The great broom evolution

The lowly broom may well be the oldest cleaning tool mankind has used in all of history. Brooms are mentioned in the Bible and archaeologists have found undoubted evidence that brooms were used in prehistoric times. While the first brooms may have been just a handful of grass bound into a form that more resembled today’s whisk-broom than our long-handled version, primitive man and even some other primates may have used small, leafy branches to brush away leaves or gravel in order to provide a smooth place to rest. Those early homemade brooms had to be replaced often.
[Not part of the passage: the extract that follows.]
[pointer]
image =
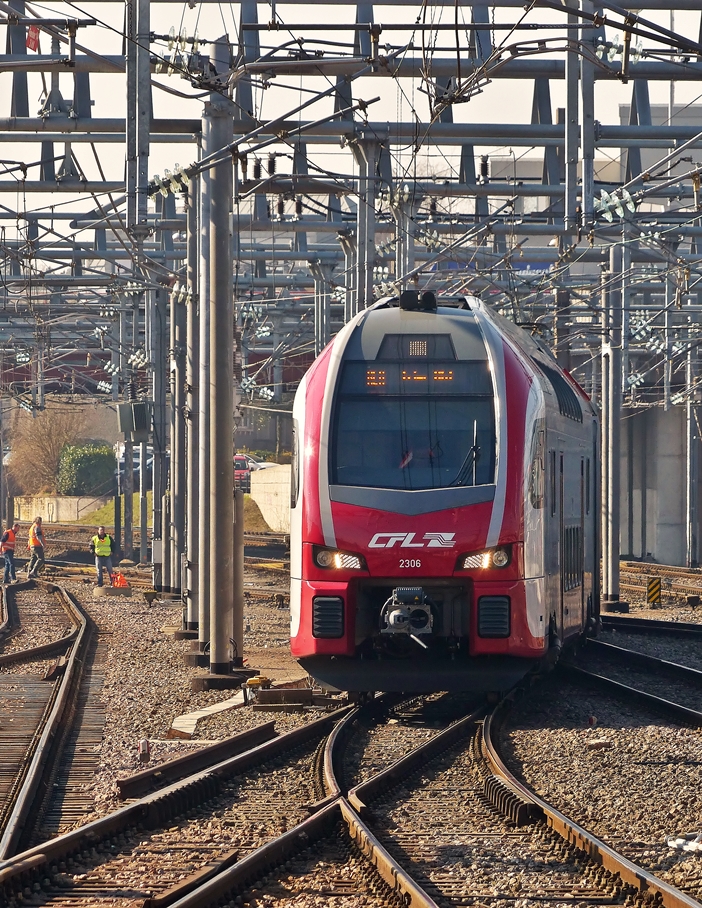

The first documented manufacture of brooms names Levi Dickinson, a Massachusetts farmer who grew broom corn and, in the seventeen hundreds, invented tools to make brooms that would last for a useful period of time. People had been making brooms from various materials for thousands of years before that, but they were often mere short-lived bundles of straw, twigs, reeds, corn husks and other grasses, used mainly to brush away ashes and embers around fires, and later around hearths in dwellings. The name “broom” comes from the thorny shrubs that were commonly used for sweeping and eventually came to refer to the implement itself. The word ”besom” is still in use, though rarely, and refers specifically to a bundle of twigs tied to a stout pole, usually with cord made from hemp or flax. These brooms were thicker and more rounded than today’s typical brooms.